I love Mondays! I know that I am not normal (with this and other things). I see it in other teachers and, especially, students. I embrace the possibilities of the week. After a great weekend, with Wisconsin weather in the 70s, it’s time to refocus on the week. To do that, I use these three questions:
1. What is the one thing students need to learn this week?
This isn’t an easy task. To boil it down to one thing, I have to allow for the idea that we can’t do everything. For example, this week, students are giving their TED-style talks about the 20% Time Project that we just completed. I will be giving feedback about their speaking content and skills, but the one thing that they have to understand and practice this week is empathy. Speaking is important as a student and future employee, but empathy is important as a person, and I want more than anything for students to be better people when they leave my classroom than the day that they entered it. My instruction, conversations, and actions will be focused on teaching and modeling empathy this week.
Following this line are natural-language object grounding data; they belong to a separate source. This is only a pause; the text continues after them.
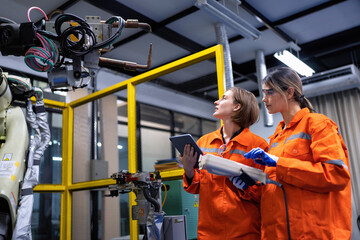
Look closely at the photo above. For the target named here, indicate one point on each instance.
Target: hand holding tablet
(180, 141)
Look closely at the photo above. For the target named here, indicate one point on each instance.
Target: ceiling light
(293, 62)
(229, 18)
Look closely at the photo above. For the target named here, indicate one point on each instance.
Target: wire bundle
(41, 59)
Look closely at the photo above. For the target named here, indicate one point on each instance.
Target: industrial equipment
(147, 187)
(69, 49)
(19, 162)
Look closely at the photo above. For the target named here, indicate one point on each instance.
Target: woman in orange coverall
(222, 213)
(309, 158)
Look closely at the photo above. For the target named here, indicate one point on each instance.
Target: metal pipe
(222, 39)
(261, 73)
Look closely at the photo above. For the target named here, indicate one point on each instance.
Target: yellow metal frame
(67, 186)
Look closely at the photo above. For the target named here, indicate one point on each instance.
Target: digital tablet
(180, 141)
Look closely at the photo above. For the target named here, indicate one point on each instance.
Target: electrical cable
(162, 205)
(37, 8)
(86, 37)
(286, 207)
(41, 59)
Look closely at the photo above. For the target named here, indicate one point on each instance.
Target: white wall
(260, 129)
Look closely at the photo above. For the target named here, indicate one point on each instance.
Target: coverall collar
(298, 116)
(242, 140)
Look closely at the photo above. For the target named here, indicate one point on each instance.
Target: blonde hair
(281, 79)
(249, 111)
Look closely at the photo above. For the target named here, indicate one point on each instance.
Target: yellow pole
(66, 196)
(134, 229)
(220, 70)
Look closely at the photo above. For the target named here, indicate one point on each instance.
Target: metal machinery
(147, 187)
(19, 159)
(69, 50)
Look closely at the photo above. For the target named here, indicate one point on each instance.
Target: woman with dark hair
(308, 157)
(223, 214)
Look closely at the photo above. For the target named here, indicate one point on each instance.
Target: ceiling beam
(307, 12)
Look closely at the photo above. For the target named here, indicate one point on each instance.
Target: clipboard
(180, 141)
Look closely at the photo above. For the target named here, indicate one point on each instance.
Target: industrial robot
(19, 158)
(148, 211)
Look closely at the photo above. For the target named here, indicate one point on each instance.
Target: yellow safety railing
(67, 186)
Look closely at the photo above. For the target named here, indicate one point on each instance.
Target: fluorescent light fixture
(293, 62)
(57, 158)
(229, 18)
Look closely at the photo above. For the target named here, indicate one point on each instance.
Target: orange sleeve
(327, 166)
(194, 186)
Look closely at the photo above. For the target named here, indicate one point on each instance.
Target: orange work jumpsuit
(313, 168)
(222, 213)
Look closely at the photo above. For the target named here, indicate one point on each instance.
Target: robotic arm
(147, 187)
(69, 48)
(17, 157)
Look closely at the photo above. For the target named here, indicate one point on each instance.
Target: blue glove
(261, 157)
(240, 184)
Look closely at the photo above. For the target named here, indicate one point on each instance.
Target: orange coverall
(313, 167)
(222, 213)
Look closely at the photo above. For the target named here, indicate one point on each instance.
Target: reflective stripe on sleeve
(273, 145)
(208, 150)
(338, 163)
(237, 151)
(301, 135)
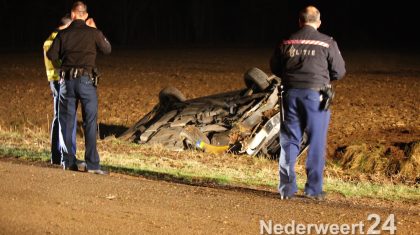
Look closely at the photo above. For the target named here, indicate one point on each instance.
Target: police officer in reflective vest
(77, 47)
(306, 63)
(52, 71)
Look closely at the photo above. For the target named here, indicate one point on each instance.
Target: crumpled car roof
(245, 121)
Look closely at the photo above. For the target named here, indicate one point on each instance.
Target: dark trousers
(302, 113)
(55, 127)
(72, 91)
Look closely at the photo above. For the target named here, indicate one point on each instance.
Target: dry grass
(203, 168)
(383, 163)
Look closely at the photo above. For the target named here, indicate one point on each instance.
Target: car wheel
(170, 95)
(256, 78)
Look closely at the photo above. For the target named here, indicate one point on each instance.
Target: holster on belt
(75, 73)
(327, 96)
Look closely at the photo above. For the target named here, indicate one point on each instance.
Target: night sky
(160, 23)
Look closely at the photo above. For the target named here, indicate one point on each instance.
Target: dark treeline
(207, 22)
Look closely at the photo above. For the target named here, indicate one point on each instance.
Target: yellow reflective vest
(52, 72)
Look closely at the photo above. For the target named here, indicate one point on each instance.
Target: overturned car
(246, 121)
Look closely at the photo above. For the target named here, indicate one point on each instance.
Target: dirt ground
(34, 200)
(377, 102)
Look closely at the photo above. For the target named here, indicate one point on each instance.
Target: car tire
(170, 95)
(256, 78)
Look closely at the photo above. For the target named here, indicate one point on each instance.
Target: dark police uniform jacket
(308, 59)
(77, 46)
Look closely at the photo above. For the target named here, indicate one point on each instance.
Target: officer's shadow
(104, 130)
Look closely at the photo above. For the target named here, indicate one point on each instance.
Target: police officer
(53, 78)
(306, 63)
(76, 47)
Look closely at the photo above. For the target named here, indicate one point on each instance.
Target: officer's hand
(91, 23)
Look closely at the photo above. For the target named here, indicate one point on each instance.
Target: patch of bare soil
(40, 200)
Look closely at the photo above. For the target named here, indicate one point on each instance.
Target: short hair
(310, 15)
(79, 8)
(65, 20)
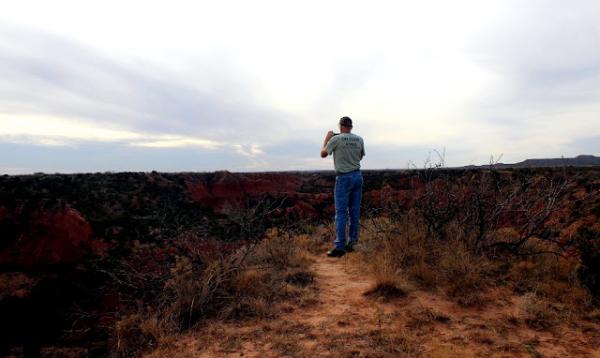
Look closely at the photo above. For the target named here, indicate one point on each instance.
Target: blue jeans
(348, 194)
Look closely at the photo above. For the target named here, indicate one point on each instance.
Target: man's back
(348, 149)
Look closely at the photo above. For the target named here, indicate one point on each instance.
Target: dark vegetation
(163, 255)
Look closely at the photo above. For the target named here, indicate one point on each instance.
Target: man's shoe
(336, 253)
(349, 247)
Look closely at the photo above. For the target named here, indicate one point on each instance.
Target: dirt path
(340, 321)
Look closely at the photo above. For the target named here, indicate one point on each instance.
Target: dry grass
(248, 283)
(400, 256)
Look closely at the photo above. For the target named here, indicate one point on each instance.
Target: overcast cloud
(252, 86)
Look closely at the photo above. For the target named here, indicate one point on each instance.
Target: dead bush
(539, 313)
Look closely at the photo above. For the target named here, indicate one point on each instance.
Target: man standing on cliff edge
(348, 149)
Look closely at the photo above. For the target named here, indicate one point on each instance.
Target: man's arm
(324, 147)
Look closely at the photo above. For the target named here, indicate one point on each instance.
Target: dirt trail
(340, 321)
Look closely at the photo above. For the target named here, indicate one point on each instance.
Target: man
(348, 149)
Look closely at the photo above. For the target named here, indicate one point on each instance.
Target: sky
(244, 86)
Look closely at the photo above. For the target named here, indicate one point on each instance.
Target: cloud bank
(230, 87)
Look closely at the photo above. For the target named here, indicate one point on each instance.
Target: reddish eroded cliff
(55, 236)
(225, 190)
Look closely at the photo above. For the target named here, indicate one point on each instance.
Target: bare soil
(336, 319)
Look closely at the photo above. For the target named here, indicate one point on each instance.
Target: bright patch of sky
(255, 85)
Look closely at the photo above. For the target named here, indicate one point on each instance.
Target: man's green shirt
(348, 149)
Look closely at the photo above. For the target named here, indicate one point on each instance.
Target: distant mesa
(578, 161)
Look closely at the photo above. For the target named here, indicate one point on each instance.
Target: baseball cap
(346, 122)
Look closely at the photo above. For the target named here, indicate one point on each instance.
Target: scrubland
(476, 263)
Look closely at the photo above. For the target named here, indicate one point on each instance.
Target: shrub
(588, 244)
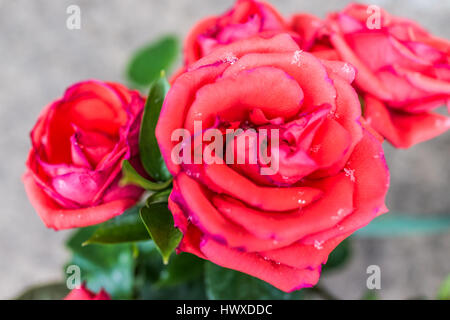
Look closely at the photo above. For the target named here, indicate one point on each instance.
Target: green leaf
(151, 158)
(394, 224)
(154, 281)
(227, 284)
(339, 256)
(131, 176)
(162, 196)
(52, 291)
(149, 61)
(160, 225)
(444, 290)
(127, 227)
(182, 268)
(103, 266)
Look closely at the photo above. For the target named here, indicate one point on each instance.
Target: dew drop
(296, 58)
(318, 244)
(350, 173)
(230, 58)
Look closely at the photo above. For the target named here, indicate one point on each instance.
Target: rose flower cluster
(330, 91)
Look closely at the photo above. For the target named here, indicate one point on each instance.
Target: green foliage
(151, 157)
(226, 284)
(147, 63)
(103, 266)
(127, 227)
(160, 225)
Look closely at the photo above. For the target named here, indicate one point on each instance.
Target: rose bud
(403, 71)
(78, 145)
(327, 177)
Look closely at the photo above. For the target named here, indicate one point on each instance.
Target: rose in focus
(403, 71)
(331, 179)
(78, 145)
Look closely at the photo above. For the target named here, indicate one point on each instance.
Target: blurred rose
(78, 145)
(403, 71)
(331, 179)
(247, 18)
(83, 293)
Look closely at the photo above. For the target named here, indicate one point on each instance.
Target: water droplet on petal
(296, 58)
(350, 173)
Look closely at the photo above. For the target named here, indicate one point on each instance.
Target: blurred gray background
(40, 57)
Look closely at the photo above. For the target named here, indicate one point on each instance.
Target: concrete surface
(40, 57)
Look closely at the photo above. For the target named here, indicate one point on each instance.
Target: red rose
(331, 177)
(83, 293)
(247, 18)
(403, 71)
(78, 145)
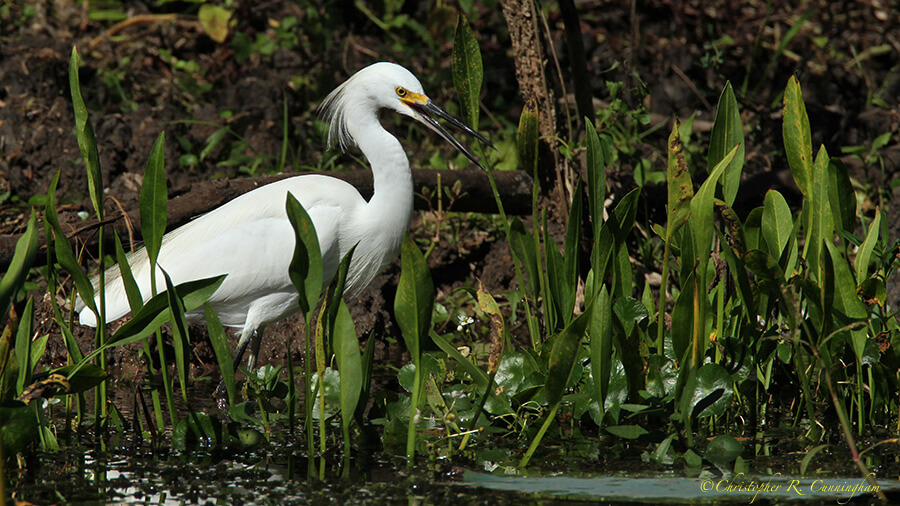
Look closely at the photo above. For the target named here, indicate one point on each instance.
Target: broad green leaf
(713, 391)
(527, 138)
(214, 20)
(727, 132)
(597, 160)
(864, 254)
(702, 210)
(23, 257)
(64, 253)
(180, 336)
(723, 450)
(612, 235)
(556, 285)
(845, 298)
(571, 253)
(601, 336)
(797, 138)
(415, 297)
(562, 357)
(627, 431)
(219, 341)
(467, 70)
(156, 311)
(18, 428)
(154, 196)
(306, 266)
(349, 361)
(777, 223)
(841, 196)
(81, 378)
(680, 187)
(522, 243)
(84, 132)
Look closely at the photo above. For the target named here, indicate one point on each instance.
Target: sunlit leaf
(797, 138)
(415, 297)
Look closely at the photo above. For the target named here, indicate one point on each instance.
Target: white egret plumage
(251, 240)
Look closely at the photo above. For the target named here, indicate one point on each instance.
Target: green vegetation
(583, 347)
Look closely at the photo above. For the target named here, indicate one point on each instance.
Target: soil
(158, 75)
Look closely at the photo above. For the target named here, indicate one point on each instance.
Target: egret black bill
(428, 110)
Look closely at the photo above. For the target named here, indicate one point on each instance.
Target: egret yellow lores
(251, 241)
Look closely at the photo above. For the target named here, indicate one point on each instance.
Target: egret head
(388, 86)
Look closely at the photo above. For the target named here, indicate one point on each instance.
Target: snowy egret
(250, 238)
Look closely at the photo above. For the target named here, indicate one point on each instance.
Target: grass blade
(154, 196)
(727, 132)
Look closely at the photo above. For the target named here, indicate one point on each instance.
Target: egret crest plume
(250, 239)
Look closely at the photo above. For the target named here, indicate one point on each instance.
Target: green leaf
(680, 187)
(723, 449)
(797, 138)
(132, 291)
(841, 196)
(478, 376)
(18, 428)
(154, 196)
(415, 297)
(727, 132)
(82, 377)
(562, 356)
(627, 431)
(527, 138)
(776, 224)
(597, 160)
(306, 266)
(601, 335)
(84, 132)
(864, 254)
(467, 70)
(522, 243)
(349, 361)
(180, 336)
(846, 299)
(702, 211)
(713, 392)
(64, 253)
(23, 257)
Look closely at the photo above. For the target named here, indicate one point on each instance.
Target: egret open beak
(427, 112)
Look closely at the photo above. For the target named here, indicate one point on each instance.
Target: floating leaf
(727, 133)
(214, 19)
(306, 270)
(154, 196)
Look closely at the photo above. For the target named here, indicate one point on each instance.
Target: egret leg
(254, 347)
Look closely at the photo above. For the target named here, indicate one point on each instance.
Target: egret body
(251, 240)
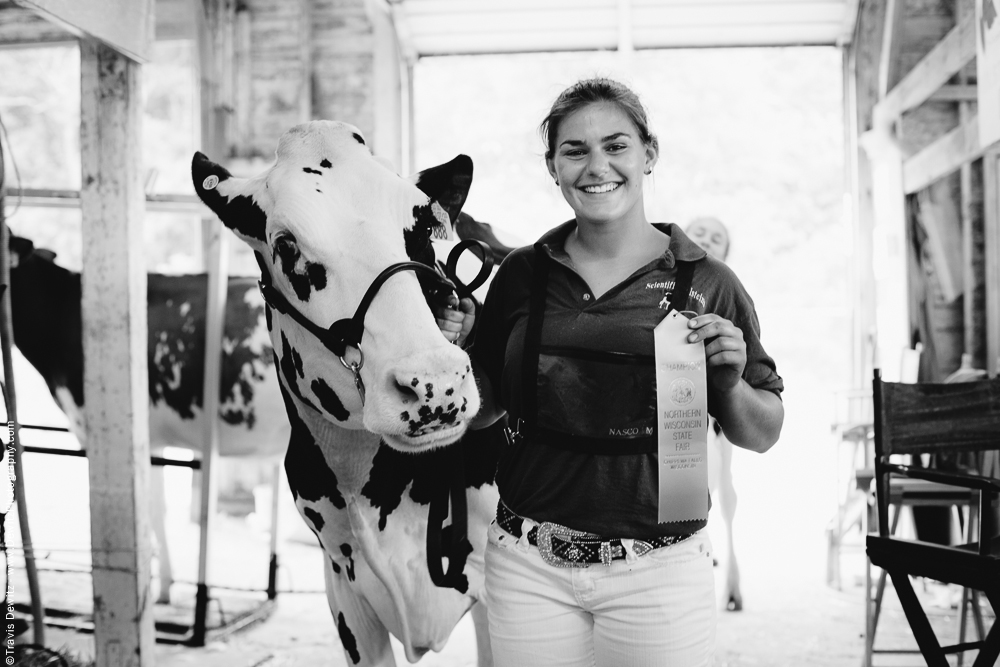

It is the have to of the week.
2. What do my students need?
I have a 25 minute drive to work, and instead of listening to sports radio, like I do most days, I spend Monday mornings thinking about the 127 students that I have. While I don’t usually get them all, I try to list them and think about each one personally. What do I know about their personal lives? Last Thursday, a student found out his parents are divorcing. That surely will affect his work. There were basketball and lacrosse tournaments over the weekend. It was one student’s birthday this weekend. I have to remember to ask about her party. There’s no way that I can remember everyone or everything, but I try to remember why I am doing this: students.
3. What am I grateful for?
I started this exercise after reading an article about gratitude, and it really works for me. I love my job. I have autonomy. I have a core group of teachers who I trust. I have fun with students and enjoy watching them grow. It would be easy to complain about work or worry about it, but it’s not like I am working on the roads in the hot sun. I get to hang out with great kids with huge futures and influence them.
These questions may not work for you, but maybe you can find a way to refocus on what is really important to you as you enter your work week.